## Ratio Analysis

A financial ratio (or accounting ratio) is a relative magnitude of two selected numerical values taken from an enterprise's financial statements. Often used in accounting, there are many standard ratios used to try to evaluate the overall financial condition of a corporation or other organization. Financial ratios may be used by managers within a firm, by current and potential shareholders (owners) of a firm, and by a firm's creditors. Financial analysts use financial ratios to compare the strengths and weaknesses in various companies. If shares in a company are traded in a financial market, the market price of the shares is used in certain financial ratios.

Values used in calculating financial ratios are taken from the balance sheet, income statement, statement of cash flows or (sometimes) the statement of retained earnings. These comprise the firm's "accounting statements" or financial statements. The statements' data is based on the accounting method and accounting standards used by the organization.

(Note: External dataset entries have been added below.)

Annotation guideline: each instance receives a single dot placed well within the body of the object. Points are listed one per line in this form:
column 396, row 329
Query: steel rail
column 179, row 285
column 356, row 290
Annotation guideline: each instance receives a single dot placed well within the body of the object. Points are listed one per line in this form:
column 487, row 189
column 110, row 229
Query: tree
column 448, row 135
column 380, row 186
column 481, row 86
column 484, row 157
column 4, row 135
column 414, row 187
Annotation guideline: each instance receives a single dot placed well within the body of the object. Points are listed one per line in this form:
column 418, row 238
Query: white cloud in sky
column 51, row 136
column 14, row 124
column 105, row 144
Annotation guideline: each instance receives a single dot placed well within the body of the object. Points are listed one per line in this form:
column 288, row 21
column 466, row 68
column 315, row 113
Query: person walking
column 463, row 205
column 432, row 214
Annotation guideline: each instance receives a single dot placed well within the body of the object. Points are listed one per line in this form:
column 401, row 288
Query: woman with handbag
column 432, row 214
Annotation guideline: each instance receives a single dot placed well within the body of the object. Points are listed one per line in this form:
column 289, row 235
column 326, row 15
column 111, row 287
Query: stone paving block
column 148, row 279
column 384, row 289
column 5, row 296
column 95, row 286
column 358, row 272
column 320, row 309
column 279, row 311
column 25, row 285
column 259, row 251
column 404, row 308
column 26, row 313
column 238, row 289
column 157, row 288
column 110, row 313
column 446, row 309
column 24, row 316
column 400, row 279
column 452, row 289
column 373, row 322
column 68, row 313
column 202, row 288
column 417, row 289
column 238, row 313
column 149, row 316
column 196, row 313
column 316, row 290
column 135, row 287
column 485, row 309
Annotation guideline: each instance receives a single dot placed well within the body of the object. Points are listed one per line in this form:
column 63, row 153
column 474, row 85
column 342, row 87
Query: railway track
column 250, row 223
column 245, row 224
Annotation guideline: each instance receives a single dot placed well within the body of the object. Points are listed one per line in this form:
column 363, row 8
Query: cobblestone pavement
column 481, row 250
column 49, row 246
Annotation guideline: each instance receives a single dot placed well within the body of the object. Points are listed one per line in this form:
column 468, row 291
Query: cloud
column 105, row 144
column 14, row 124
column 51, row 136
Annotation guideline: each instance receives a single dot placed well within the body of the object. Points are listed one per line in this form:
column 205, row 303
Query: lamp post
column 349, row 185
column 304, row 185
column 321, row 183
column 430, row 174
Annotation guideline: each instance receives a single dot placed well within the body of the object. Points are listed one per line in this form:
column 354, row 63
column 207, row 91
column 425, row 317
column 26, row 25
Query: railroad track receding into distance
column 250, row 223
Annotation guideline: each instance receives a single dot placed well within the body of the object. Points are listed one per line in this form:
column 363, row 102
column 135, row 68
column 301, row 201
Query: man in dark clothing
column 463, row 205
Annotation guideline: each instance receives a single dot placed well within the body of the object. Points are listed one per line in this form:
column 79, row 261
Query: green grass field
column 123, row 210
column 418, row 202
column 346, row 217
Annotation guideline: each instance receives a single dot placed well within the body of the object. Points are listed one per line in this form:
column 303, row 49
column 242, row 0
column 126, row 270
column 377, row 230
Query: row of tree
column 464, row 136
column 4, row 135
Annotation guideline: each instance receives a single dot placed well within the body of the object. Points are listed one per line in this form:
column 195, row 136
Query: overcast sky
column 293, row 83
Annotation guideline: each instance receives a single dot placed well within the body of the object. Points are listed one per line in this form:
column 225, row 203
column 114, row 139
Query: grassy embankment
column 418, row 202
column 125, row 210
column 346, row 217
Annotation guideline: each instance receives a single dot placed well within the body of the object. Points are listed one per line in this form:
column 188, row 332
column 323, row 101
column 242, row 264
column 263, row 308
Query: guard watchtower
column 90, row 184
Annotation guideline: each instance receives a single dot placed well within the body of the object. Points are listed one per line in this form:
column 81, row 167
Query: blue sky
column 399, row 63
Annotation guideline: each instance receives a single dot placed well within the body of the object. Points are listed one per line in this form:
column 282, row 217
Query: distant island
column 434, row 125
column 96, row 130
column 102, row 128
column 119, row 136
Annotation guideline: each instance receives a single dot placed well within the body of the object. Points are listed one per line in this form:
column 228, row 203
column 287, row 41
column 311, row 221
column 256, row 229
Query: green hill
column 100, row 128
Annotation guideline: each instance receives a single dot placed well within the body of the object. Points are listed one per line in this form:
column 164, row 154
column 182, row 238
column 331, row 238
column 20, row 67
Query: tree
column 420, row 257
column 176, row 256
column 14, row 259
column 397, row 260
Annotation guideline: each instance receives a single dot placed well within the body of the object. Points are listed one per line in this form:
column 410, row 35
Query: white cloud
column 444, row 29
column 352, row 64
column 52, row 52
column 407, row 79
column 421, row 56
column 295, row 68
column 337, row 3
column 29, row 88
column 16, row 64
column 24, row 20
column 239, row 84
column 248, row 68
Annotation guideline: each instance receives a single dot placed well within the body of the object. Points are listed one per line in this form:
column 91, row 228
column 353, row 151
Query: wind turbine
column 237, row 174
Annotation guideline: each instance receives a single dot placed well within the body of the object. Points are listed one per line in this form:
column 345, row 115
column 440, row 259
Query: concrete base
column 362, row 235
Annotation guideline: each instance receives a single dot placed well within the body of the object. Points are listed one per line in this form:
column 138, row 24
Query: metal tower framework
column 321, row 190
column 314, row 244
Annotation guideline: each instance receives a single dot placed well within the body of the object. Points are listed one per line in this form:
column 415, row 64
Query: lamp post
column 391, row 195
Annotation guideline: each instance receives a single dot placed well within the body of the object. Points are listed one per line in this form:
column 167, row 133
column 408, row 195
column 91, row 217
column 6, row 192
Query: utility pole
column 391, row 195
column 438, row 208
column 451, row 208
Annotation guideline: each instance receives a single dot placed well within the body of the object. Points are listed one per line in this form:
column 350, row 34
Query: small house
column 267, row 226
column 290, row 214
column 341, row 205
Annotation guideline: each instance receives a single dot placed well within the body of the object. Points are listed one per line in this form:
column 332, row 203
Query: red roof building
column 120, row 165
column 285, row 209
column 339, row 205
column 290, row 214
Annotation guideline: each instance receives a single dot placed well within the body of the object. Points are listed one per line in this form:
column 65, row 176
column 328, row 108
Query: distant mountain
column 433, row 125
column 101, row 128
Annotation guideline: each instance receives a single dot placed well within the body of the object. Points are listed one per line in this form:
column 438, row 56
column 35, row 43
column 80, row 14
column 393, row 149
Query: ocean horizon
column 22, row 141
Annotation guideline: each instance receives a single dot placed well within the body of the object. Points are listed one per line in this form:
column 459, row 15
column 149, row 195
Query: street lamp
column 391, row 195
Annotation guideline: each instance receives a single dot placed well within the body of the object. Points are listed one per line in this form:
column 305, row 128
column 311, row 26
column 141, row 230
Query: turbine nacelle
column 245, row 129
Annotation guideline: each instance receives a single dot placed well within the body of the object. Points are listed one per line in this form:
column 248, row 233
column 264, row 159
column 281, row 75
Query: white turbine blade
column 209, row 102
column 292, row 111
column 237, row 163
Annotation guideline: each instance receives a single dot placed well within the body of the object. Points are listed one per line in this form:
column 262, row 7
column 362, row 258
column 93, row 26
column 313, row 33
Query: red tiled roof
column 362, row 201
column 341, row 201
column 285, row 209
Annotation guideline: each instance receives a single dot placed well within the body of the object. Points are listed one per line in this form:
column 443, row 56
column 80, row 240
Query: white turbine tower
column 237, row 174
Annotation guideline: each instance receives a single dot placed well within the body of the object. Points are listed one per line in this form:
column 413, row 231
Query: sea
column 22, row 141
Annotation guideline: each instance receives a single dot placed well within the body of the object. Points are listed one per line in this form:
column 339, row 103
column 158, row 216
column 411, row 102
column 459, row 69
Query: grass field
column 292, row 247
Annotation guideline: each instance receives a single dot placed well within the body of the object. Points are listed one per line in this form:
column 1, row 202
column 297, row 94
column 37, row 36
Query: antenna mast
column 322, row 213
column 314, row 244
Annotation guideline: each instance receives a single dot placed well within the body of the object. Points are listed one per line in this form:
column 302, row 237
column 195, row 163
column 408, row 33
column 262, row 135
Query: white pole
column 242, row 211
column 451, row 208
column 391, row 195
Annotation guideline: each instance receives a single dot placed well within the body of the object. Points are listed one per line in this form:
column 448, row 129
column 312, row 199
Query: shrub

Financial ratios quantify many aspects of a business and are an integral part of the financial statement analysis. Financial ratios are categorized according to the financial aspect of the business which the ratio measures .

## Liquidity ratios:

*Liquidity ratios measure the availability of cash to pay debt.
*

Current ratio (Working Capital Ratio): Current assets / Current liabilities

Acid-test ratio (Quick ratio): (Current assets - Inventory - Prepayments) / Current liabilities

## Activity ratios:

*Activity ratios measure how quickly a firm converts non-cash assets to cash assets.
*

Average collection period: Accounts receivable / (Annual credit sales / 365 days)

Average payment period: Accounts payable / (Annual credit purchases / 365 days)

Inventory conversion ratio: 365 days / Inventory turnover

Cash Conversion Cycle: Inventory conversion period + Receivables conversion period - Payables conversion period

## Debt ratios

*Debt ratios measure the firm's ability to repay long-term debt.
*

Debt ratio: Total liabilities / Total assets

Times interest earned ratio (Interest Coverage Ratio): EBIT / Annual interest expense

## Profitability ratios

*Profitability ratios measure the firm's use of its assets and control of its expenses to generate an acceptable rate of return.
*

Gross margin, Gross profit margin or Gross Profit Rate: Gross profit / Net sales

Profit margin, net margin or net profit margin: Net profit / Net sales

Return on equity (ROE): Net income / Average shareholders equity

Return on assets (ROA ratio or Du Pont Ratio): Net income / Average total assets

## Market ratios

*Market ratios measure investor response to owning a company's stock and also the cost of issuing stock.
These are concerned with the return on investment for shareholders, and with the relationship between return and the value of an investment in company's shares.*

Earnings per share (EPS): Net earnings / Number of shares

Payout ratio: Dividends / Earnings

P/E ratio: Market price per share / Diluted EPS

Ratios generally are not useful unless they are benchmarked against something else, like past performance or another company. Thus, the ratios of firms in different industries, which face different risks, capital requirements, and competition are usually hard to compare.

### Earnings per share (EPS)

Earnings per share (EPS) is the amount of earnings per each outstanding share of a company's stock. In the United States, the Financial Accounting Standards Board (FASB) requires companies' income statements to report EPS for each of the major categories of the income statement: continuing operations, discontinued operations, extraordinary items, and net income.

The EPS formula does not include preferred dividends for categories outside of continued operations and net income. Earnings per share for continuing operations and net income are more complicated in that any preferred dividends are removed from net income before calculating EPS. This is because preferred stock rights have precedence over common stock.

Earnings Per Share (Basic Formula):

Earnings per Share = Profit / Weighted average common shares

Ratios generally are not useful unless they are benchmarked against something else, like past performance or another company. Thus, the ratios of firms in different industries, which face different risks, capital requirements, and competition are usually hard to compare.